You say your 50-state road trip was inspired by the story of The Rich Young Ruler from the Gospels. How so?
Allison Vesterfelt: A few years ago, I was going through a hard season. I was 25 years old and had just finished graduate school with a degree in Education. I was teaching English. I lived in a great apartment with a good friend. I went to a church I really loved—where I’d found good community and great friends. I’d just been approved for a home loan. And for all intents and purposes, it seemed like this was supposed to be the time in my life when all the pieces of the puzzle should fit together. I was suppose to have “arrived.” I was supposed to feel settled.
And instead, I found myself wondering: Is this it? Is this all there is?
As someone who grew up in the church, and in a Christian home, I had read the story of The Rich Young Ruler dozens, if not hundreds, of times. I’d read it in my morning quiet times. I’d studied it in Bible Study. We’d gone over it in Bible classes in college. I’d heard it preached from stage. But for whatever reason, no matter how many times I read this story, I never really thought about it as a story for me. I thought about it as a nice parable about how rich people would have a hard time getting into heaven because their physical possessions were more important to them than the “Kingdom” priorities. And since I wasn’t rich—by that I mean I drove an old car and couldn’t afford to shop at the same stores where my friends shopped and I couldn’t remember the last time I’d purchased a purse or a pair of shoes from somewhere other than Target—I figured I was safe. I could hold onto this story for the next time I met a “rich” person, but it didn’t apply to me.
But for whatever reason, during this season, when I stumbled across this passage in my morning quiet time, the story hit me in a totally new way. If you’ve grown up in church like I did, I’m guessing you know the story—a young man comes to Jesus and says (I’m paraphrasing) “Jesus, I’ve done all the right stuff. I’ve followed all of the rules. I’ve obeyed your commandments. But now what? What am I supposed to do to get to Heaven?” Jesus tells the young man (again, I’m paraphrasing): “You’re right. You’ve done all the ‘right’ stuff. But there is one thing you lack. Go sell everything you own and give it to the poor.” Of course, the young man walks away sad because he is very wealthy.
When I read the story in this particular season of my life, it suddenly didn’t sound like a story about possessions or money at all. In fact, I identified with The Rich Young Ruler in a way I had never been able to before. I was with him. I felt like I was coming to Jesus saying, “Jesus. I’ve done all the right stuff. I obeyed my parents. I went to graduate school. I got good grades. I go to church. I’ve got a great credit score. But what about the abundant life you promised? How am I supposed to get to heaven?”

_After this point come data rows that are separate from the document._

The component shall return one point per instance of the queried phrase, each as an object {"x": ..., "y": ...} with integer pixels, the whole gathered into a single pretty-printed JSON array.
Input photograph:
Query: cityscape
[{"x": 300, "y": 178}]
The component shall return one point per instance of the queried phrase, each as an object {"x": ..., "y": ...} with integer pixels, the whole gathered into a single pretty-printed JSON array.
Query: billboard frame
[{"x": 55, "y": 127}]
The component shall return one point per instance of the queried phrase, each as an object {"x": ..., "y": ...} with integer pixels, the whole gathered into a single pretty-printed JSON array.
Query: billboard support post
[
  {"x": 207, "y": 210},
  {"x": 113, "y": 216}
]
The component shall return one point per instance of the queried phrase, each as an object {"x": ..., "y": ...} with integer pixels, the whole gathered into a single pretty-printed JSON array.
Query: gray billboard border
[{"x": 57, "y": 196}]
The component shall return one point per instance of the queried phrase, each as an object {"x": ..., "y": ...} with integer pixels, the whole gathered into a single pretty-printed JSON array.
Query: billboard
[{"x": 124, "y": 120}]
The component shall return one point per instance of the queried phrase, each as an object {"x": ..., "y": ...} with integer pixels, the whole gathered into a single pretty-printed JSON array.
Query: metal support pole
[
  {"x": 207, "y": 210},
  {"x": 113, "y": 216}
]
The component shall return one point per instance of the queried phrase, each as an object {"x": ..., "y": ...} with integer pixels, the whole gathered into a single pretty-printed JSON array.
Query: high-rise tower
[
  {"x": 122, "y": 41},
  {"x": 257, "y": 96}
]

I wasn’t asking about the place you go when you die, but about Heaven—the tangible presence of Christ and the empowering of His Spirit we’re promised while still on earth.
“My life is boring. My life is dry. My life is too ordered,” I felt like telling him. And when I said it that way, I could practically feel him whisper back: “You’re right. You’ve done all the ‘right’ stuff. But there is one thing you lack. You have to let go of everything. All the stuff you think makes you so special. All of your awards and achievements. The trinkets and trophies you hold onto that make you feel so good about yourself. Your list of accomplishments. Even your attachments to friends, your ideas about yourself and how the world works—none of it is going to lead you to the Kingdom of Heaven. You’re going to have to let go of all of it.”
In that moment, I felt incredibly convicted. If I wanted the Zoe life—the vibrant—life promised in Scripture, I was going to have to be willing to live unattached to the things of this world. It wasn’t just physical possessions—although those played a part. It was also my ideas about myself, my attachment to others, my illusions of control. I was going to have to be able to let go, to live with an open hand, to trust God was able to provide for me in ways I wasn’t even able to provide for myself.